Smartwatch firm Pebble lays off 25% of its staff - Rifu
http://techcrunch.com/2016/03/23/smartwatch-firm-pebble-lays-off-25-of-its-staff/
======
david-given
I just bought a PTS, to replace an LG G Android Wear watch which I can no
longer stand.

It's slightly terrifying how much better the PTS is that the G, in every
possible aspect, despite technically being worse. It's got less RAM, it's got
a slower processor, it's got a smaller screen, it doesn't have a
touchscreen... but somehow it ends up being a vastly nicer and more useful
thing than the G.

I think that partly it's to do with different expectations. The PTS feels like
a watch with lots of cool features. The Wear feels like a lobotomised
smartphone which would frustrate me every time I use it.

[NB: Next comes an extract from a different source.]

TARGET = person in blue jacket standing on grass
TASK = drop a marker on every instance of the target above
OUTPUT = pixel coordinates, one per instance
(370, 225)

But there's a lot of really careful design in the Pebble which is missing from
the G. The UI is amazingly fast --- you never have to wait for it, ever
(unlike the G). It's well designed and I can find things, unlike the G with
it's weird U-shaped settings menu. I control it by pressing buttons, which is
fast and reliable and, critically, means that the screen's not covered by my
fingers; the G was controlled by sloppy touchscreen swipes that it wasn't very
good at recognising.

Also, the PTS has a 10-day battery life and a screen that I can see in direct
sunlight.

(The PTS screen is a thing of beauty. It's a reflective Sharp Memory LCD, and
you can see it in direct sunlight. Like, it looks _really good_ in direct
sunlight. The colours have this metallic tint to them which the UI design
shows off nicely. It's small, but so, so much nicer than the G's screen.)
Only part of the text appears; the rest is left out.